The most important point about this city, is the combination of Persian and Roman art and architecture that hadn't been seen before Bishapur construction. Before Bishapour was built, almost all the main cities in Persia/Iran had a circular shape like the old city in Firuzabad or Darab.  Bishapour is the first Persian city with vertical and horizontal streets. Also in the city, especially in interior design, we can see tile work that's adapted from Roman Art.

History 
The name Bishapur derives from Bay-Šāpūr, which means Lord Shapur.

According to an inscription, the city itself was founded in 266 AD by Shapur I (241-272), who was the second Sassanid king and inflicted a triple defeat on the Romans, having killed Gordian III, captured Valerian and forced Philip the Arab to surrender. In his native province of Fars, he built a new capital that would measure up to his ambitions: Bishapur, Shapur's City. Outside the city, Shapur decorated the sides of the Bishapur River gorge with huge historical relief commemorating his triple triumph over Rome. One of these reliefs, in a semicircular shape, has rows of registers with files of soldiers and horses, in a deliberate imitation of the narrative scenes on the Trajan column in Rome.
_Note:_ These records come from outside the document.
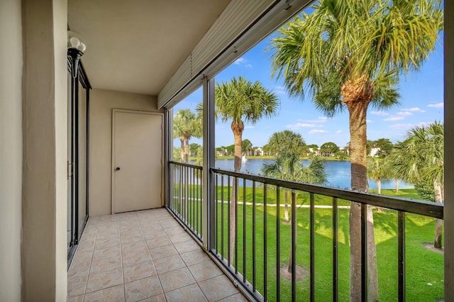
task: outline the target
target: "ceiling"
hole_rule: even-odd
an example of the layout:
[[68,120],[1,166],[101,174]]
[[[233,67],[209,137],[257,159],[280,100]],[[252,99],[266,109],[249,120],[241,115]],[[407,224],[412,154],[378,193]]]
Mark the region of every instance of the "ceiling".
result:
[[157,96],[230,0],[68,0],[93,88]]

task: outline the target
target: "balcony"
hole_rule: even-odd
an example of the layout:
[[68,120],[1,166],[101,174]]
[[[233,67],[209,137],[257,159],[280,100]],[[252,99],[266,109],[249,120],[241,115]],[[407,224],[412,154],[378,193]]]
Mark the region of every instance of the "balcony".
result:
[[247,301],[164,208],[92,217],[68,301]]
[[[419,242],[418,252],[427,252],[421,245],[415,223],[423,220],[432,225],[433,218],[443,219],[443,205],[219,169],[210,169],[213,196],[205,205],[200,179],[205,172],[202,174],[201,167],[172,162],[168,171],[168,208],[208,245],[218,264],[254,300],[315,301],[316,297],[321,301],[348,300],[351,202],[360,204],[362,211],[358,235],[361,284],[358,286],[361,300],[368,301],[366,264],[370,228],[366,208],[369,206],[382,207],[382,218],[391,217],[384,222],[377,217],[380,214],[375,214],[375,232],[385,229],[387,234],[375,238],[379,267],[391,272],[386,273],[389,279],[379,274],[380,292],[386,293],[380,301],[414,301],[425,294],[423,286],[433,285],[423,283],[424,274],[431,274],[424,272],[427,268],[420,267],[420,264],[415,264],[413,259],[406,256],[410,255],[414,248],[410,247],[415,242]],[[232,198],[232,194],[236,198]],[[284,223],[283,196],[286,194],[290,216],[296,219]],[[209,207],[206,220],[203,218],[204,206]],[[204,221],[209,221],[207,234],[201,234]],[[295,259],[290,265],[289,258]],[[436,294],[443,295],[443,255],[438,255],[436,259],[439,266],[431,265],[441,280]],[[411,273],[407,274],[407,270]],[[434,297],[439,298],[441,296]]]

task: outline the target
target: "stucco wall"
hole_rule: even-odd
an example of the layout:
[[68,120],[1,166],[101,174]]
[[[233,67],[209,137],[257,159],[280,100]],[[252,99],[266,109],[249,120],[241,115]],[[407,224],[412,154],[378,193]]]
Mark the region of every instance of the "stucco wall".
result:
[[21,301],[22,225],[21,0],[0,1],[0,301]]
[[22,1],[22,300],[67,296],[65,0]]
[[112,109],[158,111],[157,102],[155,96],[103,89],[92,91],[89,206],[90,216],[106,215],[111,212]]

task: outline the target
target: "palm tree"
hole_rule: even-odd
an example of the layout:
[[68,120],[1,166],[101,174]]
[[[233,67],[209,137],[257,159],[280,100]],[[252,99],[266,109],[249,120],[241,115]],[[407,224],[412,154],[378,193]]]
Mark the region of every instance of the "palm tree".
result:
[[268,147],[278,155],[289,152],[301,155],[304,146],[306,142],[301,134],[289,130],[275,132],[268,140]]
[[[291,149],[290,149],[291,150]],[[325,166],[321,157],[315,157],[311,160],[311,163],[304,167],[299,159],[299,155],[295,152],[281,153],[271,163],[265,163],[262,166],[261,173],[265,176],[289,179],[293,181],[301,181],[311,184],[325,184],[326,182],[326,174]],[[285,200],[284,223],[288,223],[288,193],[289,190],[284,189]],[[279,206],[279,205],[277,205]],[[296,217],[292,217],[294,223],[296,223]],[[292,273],[292,252],[289,259],[288,272]]]
[[[367,192],[366,113],[398,104],[401,74],[417,70],[442,28],[441,0],[321,0],[271,40],[273,75],[293,96],[309,94],[327,116],[349,113],[351,188]],[[350,300],[361,293],[360,206],[350,213]],[[370,300],[378,299],[373,216],[367,232]]]
[[179,109],[173,118],[173,137],[181,142],[181,160],[187,162],[189,156],[189,140],[201,136],[201,123],[190,109]]
[[367,162],[367,177],[377,181],[377,193],[382,194],[382,179],[389,178],[390,172],[385,160],[374,158]]
[[[268,139],[267,145],[270,150],[272,150],[275,155],[277,155],[277,157],[272,162],[263,164],[261,173],[271,177],[294,180],[294,176],[292,177],[292,175],[290,175],[289,172],[294,169],[294,167],[296,164],[296,161],[299,160],[297,155],[301,153],[306,145],[301,134],[289,130],[275,132]],[[287,153],[289,153],[291,155],[287,156],[286,155]],[[287,164],[287,167],[284,167],[284,162],[286,157]],[[292,160],[294,161],[292,162]],[[301,181],[307,182],[306,179]],[[288,223],[289,220],[287,190],[284,190],[284,223]]]
[[[443,203],[443,124],[433,122],[427,126],[415,127],[398,142],[388,160],[394,174],[414,184],[431,183],[435,201]],[[443,220],[437,219],[433,247],[441,248]]]
[[[233,133],[236,172],[241,169],[242,135],[244,122],[255,124],[264,117],[276,116],[280,104],[277,95],[265,88],[260,82],[239,77],[215,87],[216,117],[223,122],[231,121]],[[235,186],[233,186],[233,189]],[[235,210],[236,192],[232,192],[230,207],[230,259],[233,259],[235,247]]]

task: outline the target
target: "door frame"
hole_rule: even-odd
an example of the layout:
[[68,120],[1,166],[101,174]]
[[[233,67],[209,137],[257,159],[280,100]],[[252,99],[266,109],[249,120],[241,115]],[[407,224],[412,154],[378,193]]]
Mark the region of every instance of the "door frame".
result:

At Bishapur the king also inaugurated the Sassanid imagery of the king's investiture, which would be copied by his successors: the king and the god are face to face, often on horseback, and the god - usually Ahura Mazda - is holding the royal diadem out to the sovereign.

The city was not a completely new settlement: archaeologists have found remains from the Parthian and Elamite ages.
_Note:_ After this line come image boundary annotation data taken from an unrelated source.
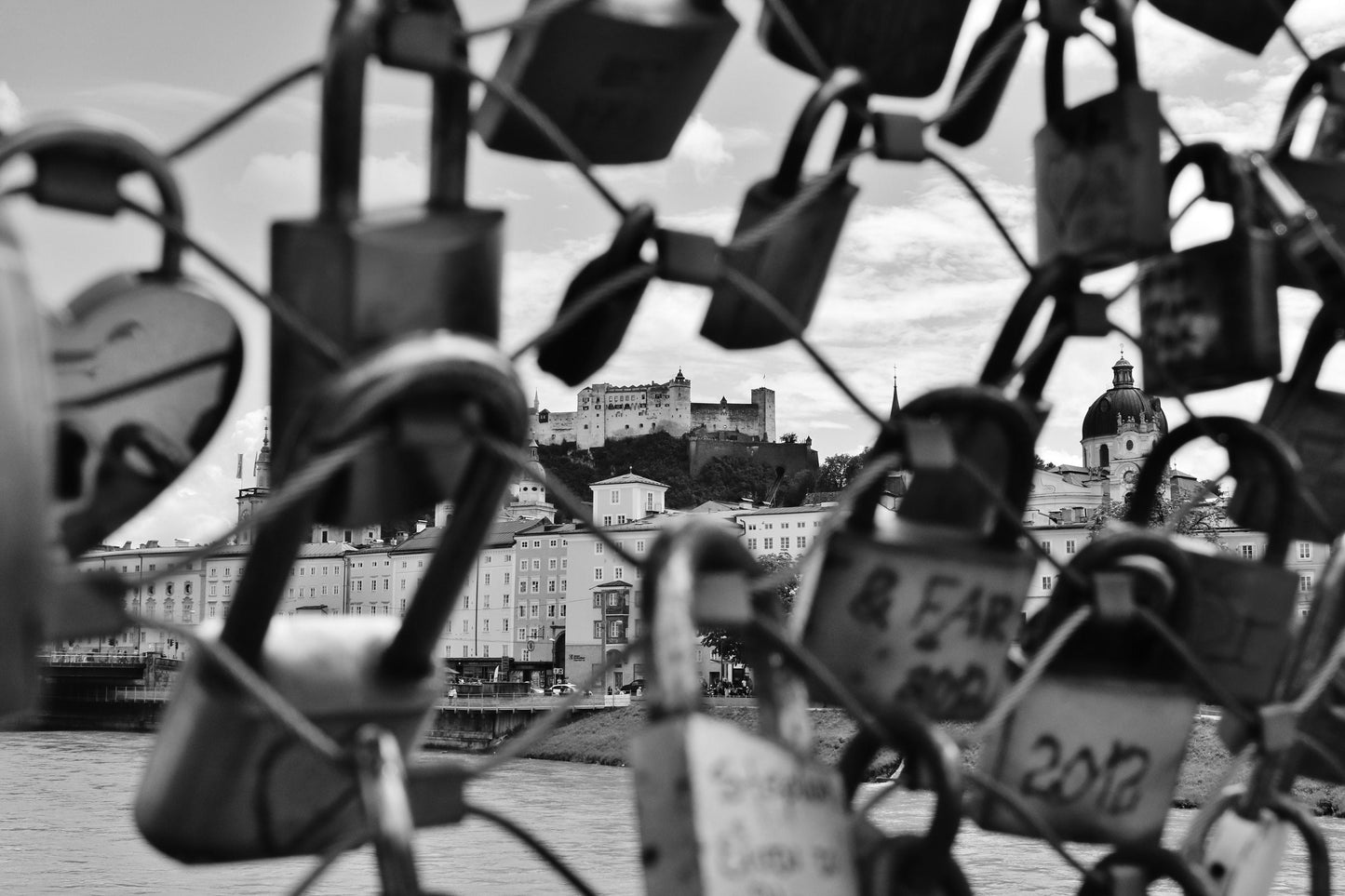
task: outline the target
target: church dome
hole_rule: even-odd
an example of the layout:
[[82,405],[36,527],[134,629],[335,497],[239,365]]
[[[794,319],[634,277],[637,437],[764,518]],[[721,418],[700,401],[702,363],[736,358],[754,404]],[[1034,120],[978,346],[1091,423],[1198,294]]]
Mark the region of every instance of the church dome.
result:
[[1167,416],[1159,400],[1135,386],[1134,369],[1124,355],[1111,366],[1111,389],[1102,393],[1084,414],[1084,439],[1115,436],[1122,418],[1134,421],[1131,425],[1147,420],[1159,435],[1167,435]]

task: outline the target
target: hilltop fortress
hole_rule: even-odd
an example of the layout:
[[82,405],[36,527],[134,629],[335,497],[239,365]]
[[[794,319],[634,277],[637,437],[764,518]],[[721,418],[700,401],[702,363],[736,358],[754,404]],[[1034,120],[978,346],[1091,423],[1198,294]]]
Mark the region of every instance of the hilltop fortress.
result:
[[775,390],[752,390],[748,404],[691,401],[691,381],[677,371],[667,382],[580,389],[577,410],[553,412],[533,400],[533,439],[542,445],[574,443],[581,451],[608,441],[666,432],[726,441],[775,441]]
The city remained important until the Arab conquest of Persia the rise of Islam in the second quarter of the 7th century AD. There were still people living there in the 10th century.

The city has a rectangular plan with a grid pattern of regular intra urban streets, resembling Roman city design. This design was never repeated in the architecture of Iran.

Excavations and research

The site was cleared by the Russian-French archaeologist Roman Ghirshman in the 1930s. The British archaeologist Georgina Herrmann has also written a book about the Sasanian rock reliefs in Bishapur which was published in 1980.

Decoration 

The main part of the excavations took place in the royal sector, in the east of the city. A water temple, interpreted as an Anahita temple, was erected near the palace. In the center there is a cross-shaped space with eight large square exedrae decorated with 64 alcoves. The French excavators believed it had been covered with a dome roof, but this reconstruction has been rejected. To the west lies a courtyard decorated with mosaics; to the east, a square iwan used as a reception room. Its walls must have been covered with small stucco ornaments: rows of medallions, bands of foliage, and topped with merlons inherited from Achaemenid architecture. All these decorative techniques were still used after the Islamic conquest of Persia.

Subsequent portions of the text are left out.